Свобода действия не таит в себе никаких теоретических трудностей. Это не что иное, как указывает Гоббс, как отсутствие всяких помех, затрудняющих движение; так, «вода, заключенная в сосуде, несвободна; если же сосуд разбит, она освобождается» («Гражданин», IX, 9). В приложении к людям свободой действия часто называют свободу в политическом смысле слова, поскольку именно государство является главной силой, ограничивающей свободу, и практически единственным ее гарантом. Я действую свободно, если никто и ничто мне не мешает; поэтому, живя в демократическом государстве, я обладаю большей свободой действия, чем если бы жил в тоталитарном государстве; поэтому же я никогда не обрету абсолютной свободы действия (помехи есть всегда; в правовом государстве они представлены законом: моя свобода кончается там, где начинается свобода других). Именно в этом смысле толковали свободу Гоббс, Локк, Вольтер. Очевидно, что она существует, но — более или менее. Эта свобода всегда относительна, всегда ограничена, и потому ее постоянно приходится защищать и за нее все время нужно бороться.

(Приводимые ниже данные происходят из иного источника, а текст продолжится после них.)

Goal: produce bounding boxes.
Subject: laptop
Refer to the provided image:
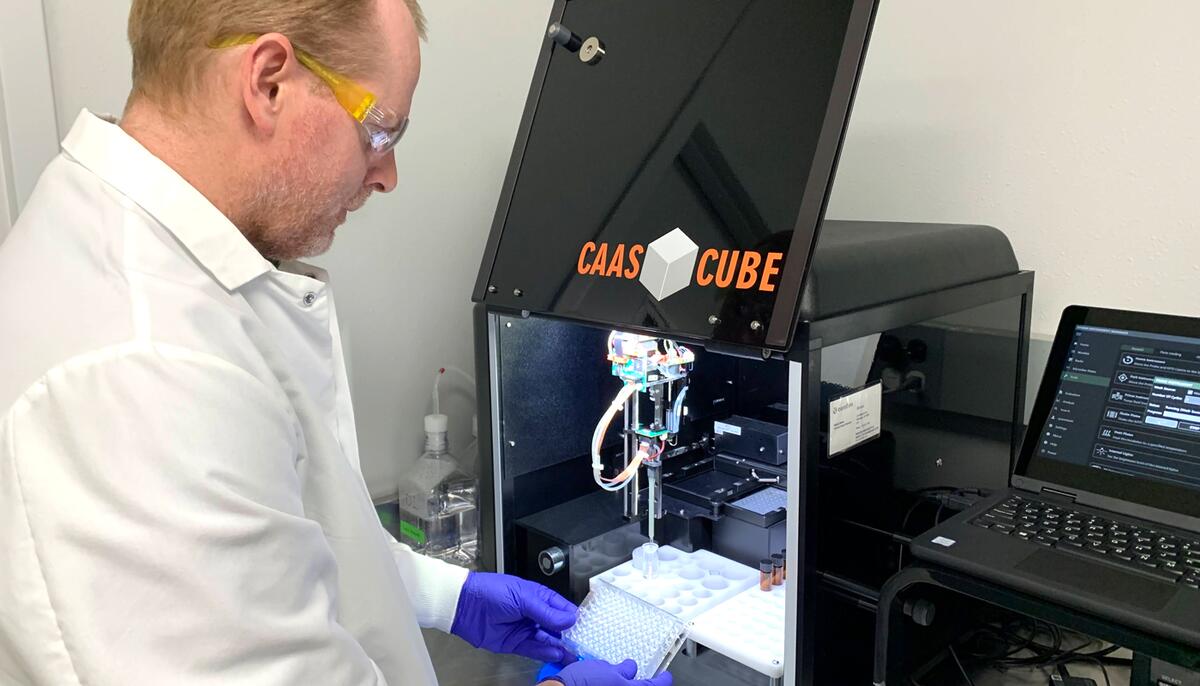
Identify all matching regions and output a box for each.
[911,306,1200,645]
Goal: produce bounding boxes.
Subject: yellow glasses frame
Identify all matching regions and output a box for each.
[209,34,408,154]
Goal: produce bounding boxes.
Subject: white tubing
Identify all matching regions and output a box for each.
[592,384,644,491]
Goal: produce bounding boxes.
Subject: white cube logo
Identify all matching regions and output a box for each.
[641,229,700,300]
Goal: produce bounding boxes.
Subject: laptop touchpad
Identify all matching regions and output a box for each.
[1016,550,1178,612]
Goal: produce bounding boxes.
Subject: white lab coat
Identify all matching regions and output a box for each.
[0,112,466,686]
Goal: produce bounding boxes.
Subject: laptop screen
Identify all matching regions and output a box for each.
[1018,311,1200,517]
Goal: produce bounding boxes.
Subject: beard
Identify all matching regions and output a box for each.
[234,120,371,261]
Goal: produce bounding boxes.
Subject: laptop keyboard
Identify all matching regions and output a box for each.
[971,495,1200,589]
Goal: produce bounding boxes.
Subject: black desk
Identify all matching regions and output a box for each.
[874,564,1200,686]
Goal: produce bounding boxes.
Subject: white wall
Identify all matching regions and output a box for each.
[16,0,1200,495]
[0,0,59,214]
[829,0,1200,337]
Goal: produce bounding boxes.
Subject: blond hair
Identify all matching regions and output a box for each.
[128,0,425,104]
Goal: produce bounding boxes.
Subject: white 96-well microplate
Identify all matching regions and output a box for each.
[563,579,688,679]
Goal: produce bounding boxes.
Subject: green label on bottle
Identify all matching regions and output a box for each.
[400,522,425,546]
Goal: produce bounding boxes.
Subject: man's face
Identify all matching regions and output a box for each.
[247,0,420,260]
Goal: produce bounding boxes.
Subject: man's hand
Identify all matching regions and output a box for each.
[540,660,673,686]
[450,572,578,662]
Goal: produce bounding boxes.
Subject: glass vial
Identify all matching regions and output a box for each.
[770,553,784,586]
[758,559,775,591]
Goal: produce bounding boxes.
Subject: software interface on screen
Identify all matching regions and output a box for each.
[1037,326,1200,488]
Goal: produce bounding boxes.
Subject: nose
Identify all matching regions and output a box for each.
[365,150,396,193]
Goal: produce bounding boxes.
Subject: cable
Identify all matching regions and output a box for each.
[948,643,974,686]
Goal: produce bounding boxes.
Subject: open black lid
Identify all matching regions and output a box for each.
[474,0,877,350]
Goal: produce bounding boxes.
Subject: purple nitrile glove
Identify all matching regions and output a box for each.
[547,660,674,686]
[450,572,578,662]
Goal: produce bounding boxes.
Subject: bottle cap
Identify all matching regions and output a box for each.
[425,415,450,433]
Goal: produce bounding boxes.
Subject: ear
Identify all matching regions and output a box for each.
[239,34,304,136]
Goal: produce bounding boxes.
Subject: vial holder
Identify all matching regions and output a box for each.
[563,579,688,679]
[689,583,787,679]
[592,546,758,621]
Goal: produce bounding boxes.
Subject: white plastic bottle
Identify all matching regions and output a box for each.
[398,414,479,566]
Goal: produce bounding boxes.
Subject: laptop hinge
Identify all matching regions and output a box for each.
[1042,486,1075,503]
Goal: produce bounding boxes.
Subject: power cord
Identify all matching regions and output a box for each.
[949,643,974,686]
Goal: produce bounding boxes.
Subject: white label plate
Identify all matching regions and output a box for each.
[829,384,883,457]
[713,422,742,435]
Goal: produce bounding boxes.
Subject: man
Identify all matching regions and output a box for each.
[0,0,670,686]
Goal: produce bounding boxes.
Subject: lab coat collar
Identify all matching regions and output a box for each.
[62,109,272,291]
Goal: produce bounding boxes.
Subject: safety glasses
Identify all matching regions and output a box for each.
[209,34,408,155]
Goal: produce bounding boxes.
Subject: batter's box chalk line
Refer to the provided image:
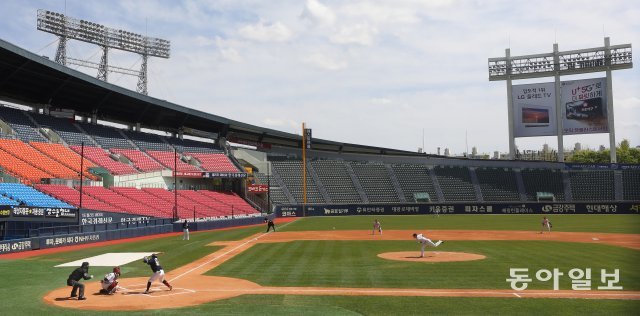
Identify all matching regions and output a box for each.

Свобода желания, на первый взгляд, тоже не представляет особенных трудностей в понимании. Могу ли я хотеть того, чего хочу? Разумеется, ведь никто не в силах помешать мне (если только я не стану жертвой психических или неврологических манипуляций) хотеть или, напротив, заставить меня хотеть того, чего я не хочу. Да и как я могу хотеть того, чего не хочу? Или не хотеть того, чего хочу? В этом смысле свобода желания не столько проблема, сколько особый вид плеоназма — хотеть это по определению хотеть того, чего хочешь (ведь воля не может не подчиняться принципу тождества), а значит, быть свободным в своих желаниях. Я называю это спонтанностью желания, которое есть не что иное, как воля в действии: в настоящем времени «свободное, спонтанное и добровольное суть одно и то же» (как Декарт понимал акт в процессе совершения). Вот почему всякое желание свободно, и только оно одно (все остальное — страсти либо пассивность). Это свобода в понимании Эпикура и Эпиктета, но также, в главных чертах, и в понимании Аристотеля, Лейбница и Бергсона. Я хочу того, чего хочу, следовательно, я свободен в своих желаниях.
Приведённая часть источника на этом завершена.